MiroL 01-14-2009 12:41 AM

small slackware even smaller??
 
I followed instructions on http://small-slackware.blogspot.com/ to make minimum slackware installation and i managed to cut off even more by erasing man files and files in /usr/doc. is there anything else i can erase to make it even smaller?

gnashley 01-14-2009 02:19 AM

That really is a very good howto with very close to the minimum you can install and still have a runnable and extendable system.
The big question is what do you want to be able to do with your installation?

I see a very few packages there which migt be dispensed with:
man & groff (since you don't want man-pages)
cxxlibs (these are libs for programs written in C++ none of the base porgrams use them)

If you can do without udev and use static device files, then you can get rid of udev and device-mapper

You can also get rid of findutils, sed, grep and gawk but you may need them later if you start adding other things...
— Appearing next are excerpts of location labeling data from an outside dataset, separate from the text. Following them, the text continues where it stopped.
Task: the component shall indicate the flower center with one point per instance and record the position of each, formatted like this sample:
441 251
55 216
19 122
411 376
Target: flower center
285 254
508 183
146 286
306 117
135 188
You can get rid of bzip2 until you need it.
And you can get rid of utempter -it is only needed for xterm.

You can get rid of all the network packages or replace them without whaever is appropriate for your setup.
You can even do without sysklogd if you don't need system logging.
You can leave out less.
The biggest savings you can make out of all that is to get rid of the kernel modules and the huge kernel, by compiling a custom kernel which includes all the features you need hard-linked into the kernel. You can then get rid of module-init-tools as well Saves about 20MB removing these three! Or, since the huge kernel already includes nearly eveyrthing essential, juts use it and leave the modules and module-init-tools out.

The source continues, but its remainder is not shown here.